La scala interna della villetta Poggi è da sempre uno snodo cruciale del caso. Tredici gradini ripidi, privi di corrimano, su cui Chiara sarebbe stata spinta dopo aver disattivato l’allarme e aperto la porta al suo assassino. La sentenza definitiva che ha portato alla condanna di Alberto Stasi afferma che l’aggressore non scese mai in cantina, fermandosi in cima alle scale. Una ricostruzione che, per anni, ha retto anche grazie a un dato apparentemente granitico: l’assenza di impronte insanguinate sui gradini. Oggi, però, quello scenario torna a incrinarsi. L’ipotesi investigativa rilanciata dal Tg1 è che chi aggredì Chiara si sia fermato proprio in cima alle scale. E, purtroppo, non è la prima volta che si parla di tracce “dimenticate” sulle scale. Già mesi fa, l’esperto di Bloodstain Pattern Analysis, Enrico Manieri, come riporta IlGiorno, aveva segnalato la presenza, nelle fotografie dell’epoca, di una strisciata riconducibile a una suola con risalti rettangolari, diversa da quella a pallini della scarpa Frau numero 42 attribuita a Stasi. Una traccia mai repertata, mai analizzata, eppure visibile sul muro e sui primi gradini, quasi perpendicolare all’impronta palmare 33.
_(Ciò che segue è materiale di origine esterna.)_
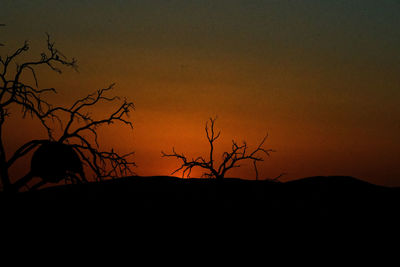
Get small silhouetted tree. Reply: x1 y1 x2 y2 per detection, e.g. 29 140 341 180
161 118 274 181
0 34 135 192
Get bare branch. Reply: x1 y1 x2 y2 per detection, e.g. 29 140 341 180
161 118 274 179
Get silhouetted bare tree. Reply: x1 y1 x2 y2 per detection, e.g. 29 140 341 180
0 34 135 191
161 118 274 180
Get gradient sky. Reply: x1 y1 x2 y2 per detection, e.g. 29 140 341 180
0 0 400 186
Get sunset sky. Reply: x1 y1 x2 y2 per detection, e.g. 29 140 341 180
0 0 400 186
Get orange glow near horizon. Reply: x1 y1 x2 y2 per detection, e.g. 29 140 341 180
0 0 400 186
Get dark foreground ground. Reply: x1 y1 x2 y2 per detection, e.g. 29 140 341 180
0 177 400 222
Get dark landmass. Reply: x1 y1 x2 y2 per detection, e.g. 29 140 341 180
0 176 400 222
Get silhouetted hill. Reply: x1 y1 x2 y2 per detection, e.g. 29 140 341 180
1 176 400 218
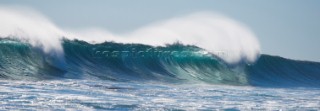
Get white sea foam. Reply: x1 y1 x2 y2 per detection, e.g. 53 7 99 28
0 7 260 63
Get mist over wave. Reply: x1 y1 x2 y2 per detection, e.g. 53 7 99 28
0 38 320 87
0 6 260 66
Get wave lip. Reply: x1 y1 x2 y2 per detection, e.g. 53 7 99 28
0 39 320 87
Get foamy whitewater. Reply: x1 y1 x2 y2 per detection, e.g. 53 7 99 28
0 6 320 110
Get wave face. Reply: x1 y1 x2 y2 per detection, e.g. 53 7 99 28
0 39 320 86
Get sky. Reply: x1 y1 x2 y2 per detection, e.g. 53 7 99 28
0 0 320 62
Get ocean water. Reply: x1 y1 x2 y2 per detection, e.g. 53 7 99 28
0 79 320 111
0 38 320 111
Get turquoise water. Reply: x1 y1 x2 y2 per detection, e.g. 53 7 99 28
0 39 320 110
La nuova impronta insanguinata rilanciata dal Tg1 sembra inserirsi esattamente in questo solco. Non chiarisce ancora se sia preesistente o contestuale all’omicidio, né a chi possa appartenere. E è qui che il nodo probatorio si stringe. La sentenza definitiva ha sempre sostenuto che sulla scena del delitto vi fosse una sola tipologia di suola insanguinata. Ma nel pomeriggio del 13 agosto 2007, nella villetta entrarono almeno venticinque persone tra soccorritori, carabinieri, medici legali e necrofori, non tutte dotate di calzari. Un dato che, già in passato, ha alimentato dubbi sulla genuinità e sulla datazione di alcune tracce.
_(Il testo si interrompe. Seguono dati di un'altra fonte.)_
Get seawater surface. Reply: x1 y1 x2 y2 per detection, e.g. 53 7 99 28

Il tempismo dell’indiscrezione, poi, non è casuale e è inutile fare finta di niente. Arriva a ridosso della chiusura dell’incidente probatorio sul Dna e mentre si attende il deposito della relazione Cattaneo, che potrebbe riscrivere la dinamica dell’aggressione, ipotizzando colpi inferti in momenti diversi e un possibile epilogo proprio sulle scale. Insomma: la bomba sganciata dal TG1 sembra dialogare con accertamenti scientifici ancora coperti dal segreto e che, se tutto sarà confermato, potrebbe incrinare ulteriormente una ricostruzione che, di fatto, è sempre stata debolissima.